A cena nos corredores da ONU — dois presidentes trocando abraços e sorrisos rápidos — pode parecer espetáculo diplomático, mas não se iluda: é também aríete político! Depois de meses de sanções, tarifas e bravatas contra o Brasil, Donald Trump disse ter tido “ótima química” com Lula e chamou-o de “um cara legal”. Em menos de trinta segundos ficou combinado um encontro para a semana seguinte. Quem acreditaria? Pois é, a política externa voltou a ser palco de teatro e negociação, enquanto a direita tenta decifrar se ganhou terreno ou apenas ganhou cena.
O contexto e as verdades inconvenientes
Desde que Trump retornou à Casa Branca, o relacionamento bilateral entrou numa escalada hostil: tarifas de 50% sobre produtos brasileiros, sanções pela Lei Magnitsky que chegaram até à família do ministro Alexandre de Moraes, revogação de vistos a autoridades brasileiras e uma retórica de afronta ao Supremo. A condenação de Jair Bolsonaro a 27 anos só inflou a tempestade. Os EUA atacam instituições brasileiras e depois fingem surpresa quando o país se defende. E o que faz a direita brasileira? Aplaude a humilhação internacional enquanto vota a favor de privatizações e entrega recursos estratégicos aos barões do capitalismo!
“Foi a primeira vez em que Donald Trump mencionou publicamente o nome de Lula — salvo melhor juízo — e isso ocorreu em um ambiente de grande visibilidade. Além disso, a referência foi mais elogiosa do que crítica, mais positiva do que negativa”, disse Dawisson Belém Lopes, professor de Relações Internacionais da UFMG. “Mas é claro que isso não desfaz todo o problema diplomático que Trump construiu diligentemente desde que assumiu a Casa Branca. Há um acúmulo de tensões que precisará ser processado.”

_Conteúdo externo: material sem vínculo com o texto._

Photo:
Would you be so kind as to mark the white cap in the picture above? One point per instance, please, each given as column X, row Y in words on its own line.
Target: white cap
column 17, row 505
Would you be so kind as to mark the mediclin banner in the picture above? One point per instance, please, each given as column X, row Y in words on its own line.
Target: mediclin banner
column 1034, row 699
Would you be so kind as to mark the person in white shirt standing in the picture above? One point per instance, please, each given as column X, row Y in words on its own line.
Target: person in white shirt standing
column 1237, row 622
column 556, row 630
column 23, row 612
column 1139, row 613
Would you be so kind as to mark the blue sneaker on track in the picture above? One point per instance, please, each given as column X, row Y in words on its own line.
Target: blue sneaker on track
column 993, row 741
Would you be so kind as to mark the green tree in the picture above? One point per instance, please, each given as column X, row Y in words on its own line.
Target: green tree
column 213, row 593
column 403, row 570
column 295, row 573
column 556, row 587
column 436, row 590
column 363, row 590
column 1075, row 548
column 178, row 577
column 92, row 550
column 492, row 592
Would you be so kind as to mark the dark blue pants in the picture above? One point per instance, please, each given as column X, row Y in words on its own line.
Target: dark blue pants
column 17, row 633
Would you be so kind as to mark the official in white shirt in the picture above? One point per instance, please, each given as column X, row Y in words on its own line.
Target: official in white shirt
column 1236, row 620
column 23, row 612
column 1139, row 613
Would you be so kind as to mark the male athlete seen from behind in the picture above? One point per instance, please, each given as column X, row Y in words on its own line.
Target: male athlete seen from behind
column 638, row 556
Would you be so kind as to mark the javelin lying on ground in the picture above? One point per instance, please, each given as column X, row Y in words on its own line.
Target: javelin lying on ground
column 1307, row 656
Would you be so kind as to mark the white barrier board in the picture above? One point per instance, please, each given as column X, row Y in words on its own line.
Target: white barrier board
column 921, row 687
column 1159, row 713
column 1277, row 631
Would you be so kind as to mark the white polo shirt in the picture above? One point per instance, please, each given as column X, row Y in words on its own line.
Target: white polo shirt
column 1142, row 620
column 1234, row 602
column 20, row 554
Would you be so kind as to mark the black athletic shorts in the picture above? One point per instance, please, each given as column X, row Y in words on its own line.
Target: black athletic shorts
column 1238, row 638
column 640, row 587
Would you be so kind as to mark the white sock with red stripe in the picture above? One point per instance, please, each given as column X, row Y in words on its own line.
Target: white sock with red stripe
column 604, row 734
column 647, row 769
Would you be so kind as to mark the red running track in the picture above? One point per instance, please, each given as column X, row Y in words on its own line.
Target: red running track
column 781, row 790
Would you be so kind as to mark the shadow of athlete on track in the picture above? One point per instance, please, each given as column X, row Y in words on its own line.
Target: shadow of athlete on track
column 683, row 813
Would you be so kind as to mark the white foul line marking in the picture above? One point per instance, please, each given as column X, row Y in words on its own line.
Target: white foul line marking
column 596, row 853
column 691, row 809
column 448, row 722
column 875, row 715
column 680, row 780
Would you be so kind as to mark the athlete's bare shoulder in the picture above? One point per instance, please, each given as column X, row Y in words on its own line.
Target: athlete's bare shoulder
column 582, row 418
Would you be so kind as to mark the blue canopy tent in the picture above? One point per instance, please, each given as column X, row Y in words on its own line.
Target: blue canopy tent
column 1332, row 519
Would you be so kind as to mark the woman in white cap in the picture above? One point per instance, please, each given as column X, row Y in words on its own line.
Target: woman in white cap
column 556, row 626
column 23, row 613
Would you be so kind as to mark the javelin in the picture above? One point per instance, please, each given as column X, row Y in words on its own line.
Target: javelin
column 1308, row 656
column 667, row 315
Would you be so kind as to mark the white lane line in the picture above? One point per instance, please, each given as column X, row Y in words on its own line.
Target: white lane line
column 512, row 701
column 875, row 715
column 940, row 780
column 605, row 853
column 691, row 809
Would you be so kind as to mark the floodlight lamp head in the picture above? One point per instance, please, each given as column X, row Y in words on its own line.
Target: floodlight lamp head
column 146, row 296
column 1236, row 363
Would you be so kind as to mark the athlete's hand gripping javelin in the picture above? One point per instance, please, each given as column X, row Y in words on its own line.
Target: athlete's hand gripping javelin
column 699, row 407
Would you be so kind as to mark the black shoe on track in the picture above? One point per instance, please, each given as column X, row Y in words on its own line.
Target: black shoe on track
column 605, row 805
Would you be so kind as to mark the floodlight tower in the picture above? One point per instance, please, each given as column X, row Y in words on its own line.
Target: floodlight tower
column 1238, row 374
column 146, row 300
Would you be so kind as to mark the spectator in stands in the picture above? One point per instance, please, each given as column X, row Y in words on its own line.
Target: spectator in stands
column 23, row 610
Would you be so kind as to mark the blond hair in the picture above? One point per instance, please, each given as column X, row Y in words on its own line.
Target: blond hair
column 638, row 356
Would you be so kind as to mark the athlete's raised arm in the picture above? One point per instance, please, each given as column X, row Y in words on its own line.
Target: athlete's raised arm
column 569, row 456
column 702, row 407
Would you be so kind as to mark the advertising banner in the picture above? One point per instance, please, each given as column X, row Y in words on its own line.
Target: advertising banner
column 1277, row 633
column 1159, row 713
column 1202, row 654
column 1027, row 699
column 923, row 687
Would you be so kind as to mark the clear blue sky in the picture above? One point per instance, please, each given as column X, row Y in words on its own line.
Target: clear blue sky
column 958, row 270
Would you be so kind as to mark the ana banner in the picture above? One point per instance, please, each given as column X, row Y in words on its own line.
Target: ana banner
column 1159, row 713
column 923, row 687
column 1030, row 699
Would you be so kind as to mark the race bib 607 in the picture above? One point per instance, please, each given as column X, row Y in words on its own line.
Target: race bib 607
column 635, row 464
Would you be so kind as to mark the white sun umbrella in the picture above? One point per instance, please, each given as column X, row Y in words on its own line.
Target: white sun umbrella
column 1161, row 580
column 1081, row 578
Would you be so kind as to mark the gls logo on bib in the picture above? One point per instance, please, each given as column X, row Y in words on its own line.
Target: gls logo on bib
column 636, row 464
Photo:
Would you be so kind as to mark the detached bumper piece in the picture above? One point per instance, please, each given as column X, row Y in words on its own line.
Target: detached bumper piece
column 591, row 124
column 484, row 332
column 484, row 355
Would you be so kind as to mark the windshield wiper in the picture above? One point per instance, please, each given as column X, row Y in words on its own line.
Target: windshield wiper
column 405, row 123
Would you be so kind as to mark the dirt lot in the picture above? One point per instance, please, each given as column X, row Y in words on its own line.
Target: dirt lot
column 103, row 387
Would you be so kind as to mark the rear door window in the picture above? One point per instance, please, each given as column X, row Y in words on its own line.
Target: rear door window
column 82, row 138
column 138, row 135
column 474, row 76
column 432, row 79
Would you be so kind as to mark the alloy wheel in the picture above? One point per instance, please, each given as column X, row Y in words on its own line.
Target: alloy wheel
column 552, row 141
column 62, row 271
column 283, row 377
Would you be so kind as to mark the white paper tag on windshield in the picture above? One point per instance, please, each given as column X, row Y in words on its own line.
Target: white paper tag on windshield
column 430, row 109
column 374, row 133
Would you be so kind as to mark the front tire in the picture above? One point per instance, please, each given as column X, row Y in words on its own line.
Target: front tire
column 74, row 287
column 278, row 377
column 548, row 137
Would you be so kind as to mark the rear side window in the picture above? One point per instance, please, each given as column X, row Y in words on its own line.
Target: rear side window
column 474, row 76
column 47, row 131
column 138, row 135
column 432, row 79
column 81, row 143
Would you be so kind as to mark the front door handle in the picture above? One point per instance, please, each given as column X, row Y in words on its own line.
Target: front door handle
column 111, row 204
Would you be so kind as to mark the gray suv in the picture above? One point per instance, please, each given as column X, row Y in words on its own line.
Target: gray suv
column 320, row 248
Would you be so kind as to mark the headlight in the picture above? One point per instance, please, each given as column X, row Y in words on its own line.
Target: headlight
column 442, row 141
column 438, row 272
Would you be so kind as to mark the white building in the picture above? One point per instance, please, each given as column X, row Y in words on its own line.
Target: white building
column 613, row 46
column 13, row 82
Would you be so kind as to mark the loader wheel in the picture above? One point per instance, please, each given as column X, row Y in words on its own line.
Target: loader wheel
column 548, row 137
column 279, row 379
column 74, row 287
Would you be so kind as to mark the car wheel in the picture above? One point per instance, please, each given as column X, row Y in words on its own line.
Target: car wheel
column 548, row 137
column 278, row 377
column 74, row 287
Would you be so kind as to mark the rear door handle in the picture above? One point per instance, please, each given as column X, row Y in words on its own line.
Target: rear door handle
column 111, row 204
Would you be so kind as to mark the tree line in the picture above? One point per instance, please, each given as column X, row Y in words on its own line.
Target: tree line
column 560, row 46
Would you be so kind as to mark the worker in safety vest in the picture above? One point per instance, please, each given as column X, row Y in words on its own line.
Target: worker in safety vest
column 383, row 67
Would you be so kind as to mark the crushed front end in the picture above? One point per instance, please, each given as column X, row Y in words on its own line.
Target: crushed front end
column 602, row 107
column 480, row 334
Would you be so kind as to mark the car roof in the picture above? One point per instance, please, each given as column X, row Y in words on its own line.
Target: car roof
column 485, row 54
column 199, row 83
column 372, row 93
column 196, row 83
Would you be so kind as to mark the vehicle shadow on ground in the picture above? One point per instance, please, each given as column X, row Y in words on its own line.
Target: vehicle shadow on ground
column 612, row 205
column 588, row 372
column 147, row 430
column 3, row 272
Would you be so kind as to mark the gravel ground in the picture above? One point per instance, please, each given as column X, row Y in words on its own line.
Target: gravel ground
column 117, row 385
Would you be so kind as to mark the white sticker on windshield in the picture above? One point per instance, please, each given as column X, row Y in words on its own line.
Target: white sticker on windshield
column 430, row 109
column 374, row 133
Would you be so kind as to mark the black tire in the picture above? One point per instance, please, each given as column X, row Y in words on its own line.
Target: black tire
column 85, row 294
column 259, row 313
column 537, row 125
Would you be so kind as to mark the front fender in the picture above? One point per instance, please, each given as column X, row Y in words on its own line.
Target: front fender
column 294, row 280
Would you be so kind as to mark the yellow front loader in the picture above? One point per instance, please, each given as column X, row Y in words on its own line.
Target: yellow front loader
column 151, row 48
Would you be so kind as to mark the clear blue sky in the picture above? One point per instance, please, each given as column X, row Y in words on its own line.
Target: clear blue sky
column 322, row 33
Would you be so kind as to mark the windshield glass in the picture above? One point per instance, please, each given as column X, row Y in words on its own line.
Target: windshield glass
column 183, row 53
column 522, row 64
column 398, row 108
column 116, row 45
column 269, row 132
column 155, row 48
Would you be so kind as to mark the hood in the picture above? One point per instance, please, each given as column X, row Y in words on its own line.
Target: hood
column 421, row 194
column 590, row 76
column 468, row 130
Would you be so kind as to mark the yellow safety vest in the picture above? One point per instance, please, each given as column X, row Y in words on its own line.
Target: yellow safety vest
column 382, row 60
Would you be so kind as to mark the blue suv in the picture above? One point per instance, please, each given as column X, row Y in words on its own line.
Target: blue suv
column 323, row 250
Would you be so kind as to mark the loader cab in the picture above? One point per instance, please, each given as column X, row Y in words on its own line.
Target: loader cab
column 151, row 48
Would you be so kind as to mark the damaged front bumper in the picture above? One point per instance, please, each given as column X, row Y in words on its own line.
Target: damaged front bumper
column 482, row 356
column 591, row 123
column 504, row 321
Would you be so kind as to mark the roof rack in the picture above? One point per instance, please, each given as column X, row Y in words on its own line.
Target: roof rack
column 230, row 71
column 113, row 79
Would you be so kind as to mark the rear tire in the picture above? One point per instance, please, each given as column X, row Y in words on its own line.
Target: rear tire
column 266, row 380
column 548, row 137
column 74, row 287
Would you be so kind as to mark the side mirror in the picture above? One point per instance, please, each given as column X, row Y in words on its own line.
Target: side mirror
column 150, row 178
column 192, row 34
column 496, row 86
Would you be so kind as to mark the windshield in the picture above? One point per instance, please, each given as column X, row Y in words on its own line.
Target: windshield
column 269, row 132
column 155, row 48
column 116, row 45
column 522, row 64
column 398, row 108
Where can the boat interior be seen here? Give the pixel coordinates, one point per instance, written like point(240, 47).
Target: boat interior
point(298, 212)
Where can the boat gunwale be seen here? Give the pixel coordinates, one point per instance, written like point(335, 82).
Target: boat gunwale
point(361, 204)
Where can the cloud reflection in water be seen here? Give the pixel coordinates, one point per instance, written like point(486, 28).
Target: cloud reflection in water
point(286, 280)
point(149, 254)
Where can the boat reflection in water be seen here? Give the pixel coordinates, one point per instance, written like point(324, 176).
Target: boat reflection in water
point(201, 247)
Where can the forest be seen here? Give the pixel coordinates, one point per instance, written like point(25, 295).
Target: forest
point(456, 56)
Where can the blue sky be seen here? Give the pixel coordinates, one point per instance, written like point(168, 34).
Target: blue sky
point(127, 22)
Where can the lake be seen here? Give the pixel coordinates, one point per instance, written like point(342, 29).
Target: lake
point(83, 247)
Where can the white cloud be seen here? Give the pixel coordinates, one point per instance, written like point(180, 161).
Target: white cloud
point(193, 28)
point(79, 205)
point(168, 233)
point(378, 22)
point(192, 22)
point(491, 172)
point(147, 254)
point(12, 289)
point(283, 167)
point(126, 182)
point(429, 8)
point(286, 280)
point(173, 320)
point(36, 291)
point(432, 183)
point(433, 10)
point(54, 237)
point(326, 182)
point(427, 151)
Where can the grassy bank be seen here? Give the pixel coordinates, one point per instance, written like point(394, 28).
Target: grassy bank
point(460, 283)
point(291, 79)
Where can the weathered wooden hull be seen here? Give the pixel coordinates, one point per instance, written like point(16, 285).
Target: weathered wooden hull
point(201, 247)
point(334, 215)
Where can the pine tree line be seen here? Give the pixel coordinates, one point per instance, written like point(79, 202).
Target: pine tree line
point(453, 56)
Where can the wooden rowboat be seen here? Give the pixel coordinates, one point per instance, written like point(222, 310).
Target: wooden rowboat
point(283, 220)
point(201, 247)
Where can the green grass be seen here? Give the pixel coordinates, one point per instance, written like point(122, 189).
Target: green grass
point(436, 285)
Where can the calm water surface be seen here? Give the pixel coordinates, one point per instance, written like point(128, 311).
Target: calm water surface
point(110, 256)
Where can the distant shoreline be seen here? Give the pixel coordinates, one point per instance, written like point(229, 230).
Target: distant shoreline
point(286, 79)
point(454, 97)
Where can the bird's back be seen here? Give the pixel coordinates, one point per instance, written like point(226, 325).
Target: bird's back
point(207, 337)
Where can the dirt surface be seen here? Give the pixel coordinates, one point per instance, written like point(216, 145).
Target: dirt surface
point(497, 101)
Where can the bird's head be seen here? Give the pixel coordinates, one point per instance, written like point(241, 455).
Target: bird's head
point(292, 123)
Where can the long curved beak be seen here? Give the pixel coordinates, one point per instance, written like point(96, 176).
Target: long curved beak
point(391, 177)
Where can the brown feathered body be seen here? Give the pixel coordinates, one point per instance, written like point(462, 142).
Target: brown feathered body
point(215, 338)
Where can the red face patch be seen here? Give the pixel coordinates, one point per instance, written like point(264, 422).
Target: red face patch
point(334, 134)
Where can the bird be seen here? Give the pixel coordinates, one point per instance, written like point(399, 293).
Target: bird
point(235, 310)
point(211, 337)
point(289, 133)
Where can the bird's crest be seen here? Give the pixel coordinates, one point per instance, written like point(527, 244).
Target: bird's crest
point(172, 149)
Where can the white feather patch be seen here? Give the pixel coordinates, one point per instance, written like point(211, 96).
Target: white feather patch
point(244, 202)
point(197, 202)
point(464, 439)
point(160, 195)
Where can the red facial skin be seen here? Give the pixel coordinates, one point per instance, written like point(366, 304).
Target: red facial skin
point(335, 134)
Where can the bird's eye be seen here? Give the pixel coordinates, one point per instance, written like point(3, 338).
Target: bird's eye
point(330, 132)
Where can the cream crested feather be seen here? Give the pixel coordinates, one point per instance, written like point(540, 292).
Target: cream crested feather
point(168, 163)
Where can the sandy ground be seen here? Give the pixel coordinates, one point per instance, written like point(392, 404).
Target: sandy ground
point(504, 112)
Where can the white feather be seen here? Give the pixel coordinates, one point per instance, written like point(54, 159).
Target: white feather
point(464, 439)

O que há de clara nessa foto instantânea é a tentativa americana de reencaixar o Brasil num tabuleiro que favoreça interesses comerciais e geopolíticos. Trump joga personalismo bruto, promete diálogo e mantém políticas que prejudicam nossa soberania. Lula, por sua história e política, não é um carteiro da diplomacia neoliberal: não haverá rendição a pressões externas nem submissão a interesses corporativos.
O encontro e o que pode vir
Especialistas avisam: diálogo nem sempre significa conciliação de princípios. “É impossível saber o que vai sair dessa negociação. Mas o simples fato de abrir um diálogo já é relevante. Permite estabelecer uma relação pessoal entre os dois e identificar onde há espaço para compromissos, seja no campo comercial, seja na disputa em torno das sanções contra autoridades brasileiras”, afirmou Oliver Stuenkel, da FGV. Por outro lado, Lucas Leite, da FAAP, lembra o caráter volátil da jogada trumpista: “Duvido que qualquer negociação envolvendo Trump siga os padrões normais da diplomacia ou respeite regras multilaterais. É mais provável que haja algum tipo de discussão bilateral sobre tarifas…”
Paulo Velasco, da Uerj, faz o alerta prático: “Se o encontro não acontecer, o Brasil pode ser culpado por não dialogar; se acontecer e houver algum acerto, Trump poderá vendê-lo como vitória, alegando que o país cedeu e se curvou.” E Anthony Pereira, da Universidade Internacional da Flórida, toca no simbolismo: “Se o gesto de Trump for sincero, isso significa que os líderes vão se encontrar e pode haver alguma negociação sobre tarifas e sobre a aplicação da Lei Magnitsky. Além disso, coloca Lula numa posição mais forte…”
No discurso da ONU, Lula foi claro: “Diante dos olhos do mundo, demos um recado a todos os candidatos a autocratas e àqueles que os apoiam: nossa democracia e nossa soberania são inegociáveis”, declarou. É raro ver tamanho recado de soberania e compromisso social num palco mundial, enquanto do outro lado o showman da direita renega ciência climática e solapa instituições.
A foto do aperto de mão e do “cara legal” não apaga a tentativa imperial de cercear nossa autonomia. O encontro pode abrir espaço para ajustes comerciais — necessários para proteger trabalhadores e preços internos —, mas jamais será justificativa para capitulações. Lula e o campo popular devem negociar com firmeza: defender estatais, recusar ingerências e garantir que quaisquer acordos não sacrifiquem soberania ou programas sociais. A direita chora por influência; nós, que queremos um Brasil soberano e solidário, seguimos de olhos abertos e punhos cerrados.